Category 8: Find Skills (Already Local)

find-skills — Already installed

This skill is already in our local library and functioning well. It provides the npx skills find workflow for discovering skills across the ecosystem. No adaptation needed — it's a discovery tool, not a capability skill.

Verdict: Keep as-is. Continue using for ecosystem discovery.

The Scorecard

Category Top Install Count Action Reason
Skill Creator 182.8K Superseded Hermes 2.0 tiered composition > flat
Tmux 2.8K Skip terminal(background=true) handles this
Docs/Readme 61 Skip No mature skill exists
Refactor/Review 9.5K Partially absorbed Existing skills cover most surface area
Changelog/Release 106 Skip Underserved niche, no mature skill
Web Search 8.4K SKIP (paid) Paid API dependency
Playwright 2.7K (mislabeled) Skip Fragmented, no dominant skill
Find Skills N/A Keep Already working, discovery tool
Quality Playbook 9.5K ADOPTED Extracted forensic methodology

The only adoption from this survey was quality-playbook-generator — and even that was extracted, not copied. Its forensic approach (defensive pattern mining, fitness-to-purpose scenarios) was genuinely novel and integrated cleanly into our existing graph. Everything else was either redundant, paid, or too immature.

What This Says About the Ecosystem

Three patterns emerged:

1. Installation Count ≠ Architectural Quality

The skill with the most installs (Anthropic skill-creator, 182.8K) had the most fundamental architectural limitation: no composition model. High installs reflect ecosystem dominance, not architectural sophistication.

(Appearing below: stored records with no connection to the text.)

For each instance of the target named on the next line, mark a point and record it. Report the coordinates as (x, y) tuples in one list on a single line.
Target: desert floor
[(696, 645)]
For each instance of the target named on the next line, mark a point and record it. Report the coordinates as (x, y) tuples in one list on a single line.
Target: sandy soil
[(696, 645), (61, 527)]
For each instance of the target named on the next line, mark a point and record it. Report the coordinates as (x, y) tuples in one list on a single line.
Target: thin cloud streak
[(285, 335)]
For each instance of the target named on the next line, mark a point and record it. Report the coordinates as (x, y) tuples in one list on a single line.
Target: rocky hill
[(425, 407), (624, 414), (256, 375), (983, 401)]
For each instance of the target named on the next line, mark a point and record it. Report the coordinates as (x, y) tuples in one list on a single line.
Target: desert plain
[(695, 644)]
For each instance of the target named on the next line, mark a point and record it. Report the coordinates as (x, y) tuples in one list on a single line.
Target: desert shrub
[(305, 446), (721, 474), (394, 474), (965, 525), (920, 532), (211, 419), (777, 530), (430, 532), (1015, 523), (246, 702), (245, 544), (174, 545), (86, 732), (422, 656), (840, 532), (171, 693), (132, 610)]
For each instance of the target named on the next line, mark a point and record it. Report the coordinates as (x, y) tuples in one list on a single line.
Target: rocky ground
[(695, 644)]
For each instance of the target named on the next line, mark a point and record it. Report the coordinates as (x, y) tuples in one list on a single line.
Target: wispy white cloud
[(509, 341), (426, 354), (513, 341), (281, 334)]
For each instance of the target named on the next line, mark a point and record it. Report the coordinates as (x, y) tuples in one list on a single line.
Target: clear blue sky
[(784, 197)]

2. Paid APIs Dominate "Power" Categories

Web search, image generation, video processing — the categories that require external services are dominated by paid-API skills. The free alternatives are less polished but integrate more cleanly into agent workflows without credential management overhead.

3. The Ecosystem Is Fragmented Below 1K Installs

Below ~1,000 installs, skills are overwhelmingly personal projects with 10-100 users. These aren't "bad" skills — they're just not general-purpose enough to cross the community adoption threshold. The lesson: before creating a new skill, check if the niche is actually underserved or simply too narrow to ever reach broad adoption.

Recommendations for Skill Builders

If you're building skills for the agent ecosystem:

  1. Design for composition before publication. A skill that declares its dependencies and consumers is worth 10 standalone skills. The graph edge metadata (requires_skills, feeds_into) should be part of every SKILL.md from day one.

  2. Separate methodology from presentation. Quality Playbook's forensic approach is valuable. Its PowerPoint-style report generation is not. Extract the former, discard the latter.

  3. Cost model is part of architecture. If your skill requires a paid API, document it in the frontmatter. If the cost is unsustainable for individual developers, consider whether a free alternative path exists.

  4. Don't create skills for tool wrappers. A "Playwright testing" skill that just wraps npx playwright test adds indirection without value. Create skills for methodology — the thinking behind the tool use, not the tool invocation itself.

The agent skills ecosystem is maturing from "more tools" to "better thinking." The skills worth adopting are the ones that encode judgment, not just commands. That's the lesson this survey reinforced: sometimes the best skill isn't the one with the most installs, but the one that teaches the agent why — not just how.